Naotsugu s’interrompit net en apercevant le bébé adorable dans les bras de Jinya.
— J-Jinya-kun ? M-mais d’où vient ce bébé ? demanda Ofuu, les yeux écarquillés.
— Hm ? Ah, oui…
Comment répondre ? Il aurait pu dire qu’il l’avait simplement trouvée quelque part, mais cela ne convenait pas. Ce genre de réponse passerait pour un chien ou un chat, mais sûrement pas pour un bébé. Pourtant, il n’avait aucune envie d’évoquer Yuunagi.
— Allons, qu’est-ce qui te prend ? C’est ta fille, bien sûr.
Un murmure tout doux lui effleura l’oreille. Il balaya la pièce du regard, mais naturellement, Yuunagi n’était nulle part. Malgré tout, il la sentait présente, comme si elle le poussait doucement du regard, avec un sourire espiègle au coin des lèvres.
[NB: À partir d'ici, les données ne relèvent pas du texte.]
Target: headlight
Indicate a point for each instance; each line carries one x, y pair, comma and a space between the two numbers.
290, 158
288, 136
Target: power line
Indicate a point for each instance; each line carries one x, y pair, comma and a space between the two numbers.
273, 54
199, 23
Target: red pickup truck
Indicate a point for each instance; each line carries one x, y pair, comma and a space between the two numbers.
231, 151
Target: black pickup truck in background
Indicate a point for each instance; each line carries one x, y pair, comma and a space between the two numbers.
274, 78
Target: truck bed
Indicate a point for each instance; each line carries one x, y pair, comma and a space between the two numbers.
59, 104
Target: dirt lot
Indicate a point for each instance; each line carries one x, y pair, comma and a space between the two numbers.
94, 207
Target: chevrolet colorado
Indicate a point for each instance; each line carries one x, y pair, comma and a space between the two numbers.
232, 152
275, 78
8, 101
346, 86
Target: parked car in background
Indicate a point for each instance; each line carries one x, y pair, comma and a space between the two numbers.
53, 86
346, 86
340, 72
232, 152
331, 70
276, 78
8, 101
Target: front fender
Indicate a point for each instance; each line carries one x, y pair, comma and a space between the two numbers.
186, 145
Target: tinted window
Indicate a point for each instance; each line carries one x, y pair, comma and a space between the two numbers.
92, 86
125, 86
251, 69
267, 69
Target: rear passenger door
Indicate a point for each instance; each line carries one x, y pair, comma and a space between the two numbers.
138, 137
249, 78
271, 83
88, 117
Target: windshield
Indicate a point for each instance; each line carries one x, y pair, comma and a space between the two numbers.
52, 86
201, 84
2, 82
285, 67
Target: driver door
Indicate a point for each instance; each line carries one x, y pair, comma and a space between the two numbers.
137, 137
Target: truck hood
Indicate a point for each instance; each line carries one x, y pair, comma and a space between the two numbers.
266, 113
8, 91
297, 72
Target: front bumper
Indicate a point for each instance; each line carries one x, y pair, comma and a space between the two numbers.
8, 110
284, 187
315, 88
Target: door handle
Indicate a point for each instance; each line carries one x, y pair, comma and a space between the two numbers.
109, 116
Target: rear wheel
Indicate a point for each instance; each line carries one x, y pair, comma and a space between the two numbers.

Alors il prit sa décision.
Cette enfant, on la lui avait confiée. Il n’y avait qu’une seule réponse possible.
— Tu t’en sortiras. Je sais qu’elle sera en sécurité avec toi.
Une voix résonna au loin et il sourit doucement.
Il arborait un visage lumineux, impensable venant de lui. D’un ton calme et assuré, il déclara fièrement :
— C’est ma fille.
Voilà ce que tu voulais, n’est-ce pas, Yuunagi ?
[1] Ici Jinya admet qu’il s’est trompé lui-même d’où le fait qu’il se traite de la sorte.